# Who is more guilty of false advertising to lure new drivers -- Uber or Lyft?



## DCUberXGrrrl (Aug 25, 2014)

Interestingly, I just checked the DC area Craig's List advertisements, and Uber has adjusted (downward) their average earnings claim to better match reality ($21/hour, $1300/week), whereas Lyft is still claiming you can earn $1,500/week GUARANTEED and is paying extra bonus for recruiting Uber drivers $500 vs. $250 for a non-Uber driver referral):

Uber Craigs List Ad:
http://washingtondc.craigslist.org/mld/trp/4691138881.html

Lyft Craigs List Ad:
http://washingtondc.craigslist.org/nva/csr/4691287550.html


----------



## NightRider (Jul 23, 2014)

DCUberXGrrrl said:


> Interestingly, I just checked the DC area Craig's List advertisements, and Uber has adjusted (downward) their average earnings claim to better match reality ($21/hour, $1300/week), whereas Lyft is still claiming you can earn $1,500/week GUARANTEED and is paying extra bonus for recruiting Uber drivers $500 vs. $250 for a non-Uber driver referral):
> 
> Uber Craigs List Ad:
> http://washingtondc.craigslist.org/mld/trp/4691138881.html
> ...


Well, have you gotten any notice from Lyft that for our first 4 weeks they guarantee us $1500/week? They keep sending me all sorts of reminders about this. The conditions are that you have to drive 50+ hours a week, have to have 1 ride per hour average, and must have atleast a 90% acceptance rate.

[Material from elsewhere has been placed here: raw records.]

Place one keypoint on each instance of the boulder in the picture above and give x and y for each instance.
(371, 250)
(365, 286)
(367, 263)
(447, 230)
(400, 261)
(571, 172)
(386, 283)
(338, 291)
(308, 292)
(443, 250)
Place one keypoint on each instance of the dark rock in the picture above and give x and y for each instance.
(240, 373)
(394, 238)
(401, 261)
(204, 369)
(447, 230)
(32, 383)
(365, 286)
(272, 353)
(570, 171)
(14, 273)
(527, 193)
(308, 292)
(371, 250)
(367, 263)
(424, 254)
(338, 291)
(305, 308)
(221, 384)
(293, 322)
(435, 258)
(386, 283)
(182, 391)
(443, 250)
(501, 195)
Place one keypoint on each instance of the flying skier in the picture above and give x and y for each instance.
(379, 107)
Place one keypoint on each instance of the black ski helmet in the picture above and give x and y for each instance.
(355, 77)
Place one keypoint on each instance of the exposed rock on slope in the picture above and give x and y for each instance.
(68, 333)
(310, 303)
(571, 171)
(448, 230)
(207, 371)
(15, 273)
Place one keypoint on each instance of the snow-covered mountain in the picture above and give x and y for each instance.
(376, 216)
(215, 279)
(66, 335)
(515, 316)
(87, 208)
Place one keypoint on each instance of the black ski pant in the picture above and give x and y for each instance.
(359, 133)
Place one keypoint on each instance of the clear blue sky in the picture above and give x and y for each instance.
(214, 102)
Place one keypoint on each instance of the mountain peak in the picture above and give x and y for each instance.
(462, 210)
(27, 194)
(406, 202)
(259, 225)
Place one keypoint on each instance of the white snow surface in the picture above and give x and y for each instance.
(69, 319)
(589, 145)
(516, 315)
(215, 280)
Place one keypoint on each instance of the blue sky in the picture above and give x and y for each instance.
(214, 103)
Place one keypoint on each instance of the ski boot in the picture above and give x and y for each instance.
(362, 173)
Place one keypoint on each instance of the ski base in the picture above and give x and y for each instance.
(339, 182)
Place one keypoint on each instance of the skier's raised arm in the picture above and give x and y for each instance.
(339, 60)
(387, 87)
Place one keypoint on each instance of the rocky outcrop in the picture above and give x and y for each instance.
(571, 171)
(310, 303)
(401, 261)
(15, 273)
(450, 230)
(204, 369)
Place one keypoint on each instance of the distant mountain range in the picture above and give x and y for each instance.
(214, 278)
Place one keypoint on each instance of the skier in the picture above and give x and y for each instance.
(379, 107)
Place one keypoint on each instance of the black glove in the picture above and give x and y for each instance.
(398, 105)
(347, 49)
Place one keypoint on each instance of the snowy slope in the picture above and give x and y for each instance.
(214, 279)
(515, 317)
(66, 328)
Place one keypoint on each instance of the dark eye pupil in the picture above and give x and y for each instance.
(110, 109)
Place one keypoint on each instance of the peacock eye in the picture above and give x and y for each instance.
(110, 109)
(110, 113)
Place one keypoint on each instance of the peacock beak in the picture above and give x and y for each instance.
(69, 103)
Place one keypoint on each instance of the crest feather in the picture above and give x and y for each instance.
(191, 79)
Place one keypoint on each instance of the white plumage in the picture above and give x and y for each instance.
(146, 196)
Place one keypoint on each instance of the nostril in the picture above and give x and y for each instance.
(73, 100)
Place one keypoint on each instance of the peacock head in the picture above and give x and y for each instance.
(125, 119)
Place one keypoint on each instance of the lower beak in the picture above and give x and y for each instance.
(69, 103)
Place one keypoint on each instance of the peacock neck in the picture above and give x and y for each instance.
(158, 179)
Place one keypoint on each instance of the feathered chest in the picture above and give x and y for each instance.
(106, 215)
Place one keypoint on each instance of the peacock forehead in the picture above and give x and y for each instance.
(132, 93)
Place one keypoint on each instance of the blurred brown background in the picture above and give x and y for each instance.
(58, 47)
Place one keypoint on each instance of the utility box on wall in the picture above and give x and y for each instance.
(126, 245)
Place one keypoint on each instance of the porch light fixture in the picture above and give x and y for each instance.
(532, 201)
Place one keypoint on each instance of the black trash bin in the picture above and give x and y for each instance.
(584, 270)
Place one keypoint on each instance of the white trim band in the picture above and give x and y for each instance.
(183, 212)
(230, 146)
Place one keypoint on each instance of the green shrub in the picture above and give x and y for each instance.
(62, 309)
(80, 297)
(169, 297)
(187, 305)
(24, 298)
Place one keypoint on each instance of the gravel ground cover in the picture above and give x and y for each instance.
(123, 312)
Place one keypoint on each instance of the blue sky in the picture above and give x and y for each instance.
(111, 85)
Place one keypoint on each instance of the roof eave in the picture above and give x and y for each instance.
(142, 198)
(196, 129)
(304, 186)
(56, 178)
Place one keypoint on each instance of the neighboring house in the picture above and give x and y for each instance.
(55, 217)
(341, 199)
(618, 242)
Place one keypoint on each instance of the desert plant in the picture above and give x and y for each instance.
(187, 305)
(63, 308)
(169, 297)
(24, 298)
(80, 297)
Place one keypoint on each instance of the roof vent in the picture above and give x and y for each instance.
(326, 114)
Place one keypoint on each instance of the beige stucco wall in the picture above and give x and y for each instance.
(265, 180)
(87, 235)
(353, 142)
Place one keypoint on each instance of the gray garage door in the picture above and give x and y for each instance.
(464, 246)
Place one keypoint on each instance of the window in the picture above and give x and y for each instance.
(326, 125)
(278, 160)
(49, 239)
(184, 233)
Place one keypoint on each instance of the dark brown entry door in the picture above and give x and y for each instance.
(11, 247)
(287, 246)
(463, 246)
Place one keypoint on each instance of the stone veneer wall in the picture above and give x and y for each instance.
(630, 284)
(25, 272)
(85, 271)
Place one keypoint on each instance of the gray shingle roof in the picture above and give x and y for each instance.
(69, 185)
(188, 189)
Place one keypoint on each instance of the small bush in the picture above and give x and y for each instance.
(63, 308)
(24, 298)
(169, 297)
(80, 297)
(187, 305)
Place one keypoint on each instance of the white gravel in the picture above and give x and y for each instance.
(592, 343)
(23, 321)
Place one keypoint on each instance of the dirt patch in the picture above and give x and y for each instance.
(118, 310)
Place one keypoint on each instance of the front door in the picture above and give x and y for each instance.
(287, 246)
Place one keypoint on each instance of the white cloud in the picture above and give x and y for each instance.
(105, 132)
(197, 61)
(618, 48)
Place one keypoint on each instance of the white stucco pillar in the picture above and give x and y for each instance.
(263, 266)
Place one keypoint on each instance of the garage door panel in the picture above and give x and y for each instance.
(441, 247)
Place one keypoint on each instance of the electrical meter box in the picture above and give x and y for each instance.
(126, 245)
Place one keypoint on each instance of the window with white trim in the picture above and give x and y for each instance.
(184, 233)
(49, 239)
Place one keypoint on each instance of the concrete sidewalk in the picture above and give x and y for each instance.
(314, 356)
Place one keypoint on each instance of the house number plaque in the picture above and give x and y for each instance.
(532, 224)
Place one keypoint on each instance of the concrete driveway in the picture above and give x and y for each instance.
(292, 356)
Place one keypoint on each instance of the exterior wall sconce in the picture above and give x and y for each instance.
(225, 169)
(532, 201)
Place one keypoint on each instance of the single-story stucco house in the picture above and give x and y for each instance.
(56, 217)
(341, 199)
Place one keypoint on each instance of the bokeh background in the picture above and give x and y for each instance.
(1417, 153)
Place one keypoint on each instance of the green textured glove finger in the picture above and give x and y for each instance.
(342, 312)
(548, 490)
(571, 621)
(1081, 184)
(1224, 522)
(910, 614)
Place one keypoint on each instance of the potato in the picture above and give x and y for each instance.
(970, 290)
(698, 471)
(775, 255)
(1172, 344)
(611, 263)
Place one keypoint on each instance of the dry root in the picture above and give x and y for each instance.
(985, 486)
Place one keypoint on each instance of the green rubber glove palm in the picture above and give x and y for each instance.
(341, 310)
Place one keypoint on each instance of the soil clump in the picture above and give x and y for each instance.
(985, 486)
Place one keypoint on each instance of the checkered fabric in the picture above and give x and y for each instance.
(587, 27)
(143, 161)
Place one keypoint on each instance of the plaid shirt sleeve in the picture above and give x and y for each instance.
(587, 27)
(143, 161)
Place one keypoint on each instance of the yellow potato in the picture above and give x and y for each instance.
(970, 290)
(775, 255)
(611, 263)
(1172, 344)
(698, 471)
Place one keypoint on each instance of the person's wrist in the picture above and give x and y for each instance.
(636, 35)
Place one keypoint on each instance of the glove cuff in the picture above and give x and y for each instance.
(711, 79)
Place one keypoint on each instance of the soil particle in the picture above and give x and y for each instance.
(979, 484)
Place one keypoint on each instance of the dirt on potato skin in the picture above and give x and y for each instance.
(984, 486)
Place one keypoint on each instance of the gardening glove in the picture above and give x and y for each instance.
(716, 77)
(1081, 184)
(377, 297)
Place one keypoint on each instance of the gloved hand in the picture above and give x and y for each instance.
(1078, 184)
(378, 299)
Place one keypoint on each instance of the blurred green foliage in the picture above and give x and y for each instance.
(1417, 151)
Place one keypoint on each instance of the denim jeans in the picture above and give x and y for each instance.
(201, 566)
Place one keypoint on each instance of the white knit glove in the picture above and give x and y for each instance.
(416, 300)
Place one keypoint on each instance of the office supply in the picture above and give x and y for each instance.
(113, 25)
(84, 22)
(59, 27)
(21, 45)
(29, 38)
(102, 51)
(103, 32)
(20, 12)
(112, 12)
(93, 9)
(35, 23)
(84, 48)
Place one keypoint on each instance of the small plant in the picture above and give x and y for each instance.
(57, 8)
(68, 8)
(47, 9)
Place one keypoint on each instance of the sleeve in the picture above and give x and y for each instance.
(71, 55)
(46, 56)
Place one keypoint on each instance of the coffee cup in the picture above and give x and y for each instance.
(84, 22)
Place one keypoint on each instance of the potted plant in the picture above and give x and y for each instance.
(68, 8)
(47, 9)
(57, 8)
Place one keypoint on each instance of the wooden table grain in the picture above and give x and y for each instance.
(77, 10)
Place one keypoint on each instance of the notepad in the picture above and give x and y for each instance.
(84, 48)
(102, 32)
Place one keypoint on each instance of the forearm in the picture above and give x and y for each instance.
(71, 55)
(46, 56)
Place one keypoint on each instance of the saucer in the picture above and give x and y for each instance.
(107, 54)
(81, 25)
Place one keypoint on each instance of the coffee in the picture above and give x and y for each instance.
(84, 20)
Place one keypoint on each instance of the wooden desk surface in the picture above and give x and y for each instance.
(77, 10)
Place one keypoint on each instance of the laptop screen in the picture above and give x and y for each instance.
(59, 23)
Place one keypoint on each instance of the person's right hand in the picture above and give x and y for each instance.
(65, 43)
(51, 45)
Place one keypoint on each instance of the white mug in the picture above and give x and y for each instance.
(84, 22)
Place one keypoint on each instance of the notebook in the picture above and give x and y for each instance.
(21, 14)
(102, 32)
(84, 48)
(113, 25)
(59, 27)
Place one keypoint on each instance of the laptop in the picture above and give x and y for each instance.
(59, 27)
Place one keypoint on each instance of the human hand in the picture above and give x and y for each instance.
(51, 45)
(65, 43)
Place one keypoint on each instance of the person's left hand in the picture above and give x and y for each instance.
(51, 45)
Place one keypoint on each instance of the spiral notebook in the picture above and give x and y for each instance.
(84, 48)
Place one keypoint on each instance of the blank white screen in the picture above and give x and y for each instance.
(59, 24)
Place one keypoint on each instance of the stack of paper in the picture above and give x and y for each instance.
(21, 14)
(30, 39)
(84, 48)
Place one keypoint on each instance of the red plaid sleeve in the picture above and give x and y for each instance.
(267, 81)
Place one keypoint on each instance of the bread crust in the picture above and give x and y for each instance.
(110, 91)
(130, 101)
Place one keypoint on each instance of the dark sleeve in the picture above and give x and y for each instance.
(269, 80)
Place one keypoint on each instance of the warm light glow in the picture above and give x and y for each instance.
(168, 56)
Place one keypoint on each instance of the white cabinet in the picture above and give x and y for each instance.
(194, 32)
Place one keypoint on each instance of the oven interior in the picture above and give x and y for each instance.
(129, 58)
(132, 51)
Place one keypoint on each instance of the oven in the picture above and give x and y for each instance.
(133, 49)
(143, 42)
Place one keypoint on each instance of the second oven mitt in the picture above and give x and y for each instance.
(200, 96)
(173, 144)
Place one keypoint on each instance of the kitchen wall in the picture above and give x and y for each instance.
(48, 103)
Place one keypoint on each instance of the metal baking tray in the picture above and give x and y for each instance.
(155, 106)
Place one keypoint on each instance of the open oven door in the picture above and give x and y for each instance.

What's not clear to me is whether that means you must do ALL FOUR weeks under those conditions or whether any of those weeks will get you $1500 if you follow the rules. Was thinking about trying to clock 50 hours on Lyft this week to see what kind of business they have these days and to see if getting that one ride per hour is even possible.


----------



## Oc_DriverX (Apr 29, 2014)

In Orange County, CA, Uber has not budged off of their $1450/week $24/hour claims on Craigslist which have been running since before the 8/21 revenue cuts. 

I don't see Lyft ads in OC.


----------



## DCUberXGrrrl (Aug 25, 2014)

Great, so Lyft's "guaranteed" $1,500 a week is only if you drive 50+ hours per week. Without benefits. Heckuva deal!

While "full time" work is not defined in law the "standard full time work week is considered to be 9am to 5pm M-F (4o hours, five days):

http://en.wikipedia.org/wiki/Full-time


----------



## DCUberXGrrrl (Aug 25, 2014)

NightRider said:


> Well, have you gotten any notice from Lyft that for our first 4 weeks they guarantee us $1500/week? They keep sending me all sorts of reminders about this. The conditions are that you have to drive 50+ hours a week, have to have 1 ride per hour average, and must have atleast a 90% acceptance rate.
> 
> What's not clear to me is whether that means you must do ALL FOUR weeks under those conditions or whether any of those weeks will get you $1500 if you follow the rules. Was thinking about trying to clock 50 hours on Lyft this week to see what kind of business they have these days and to see if getting that one ride per hour is even possible.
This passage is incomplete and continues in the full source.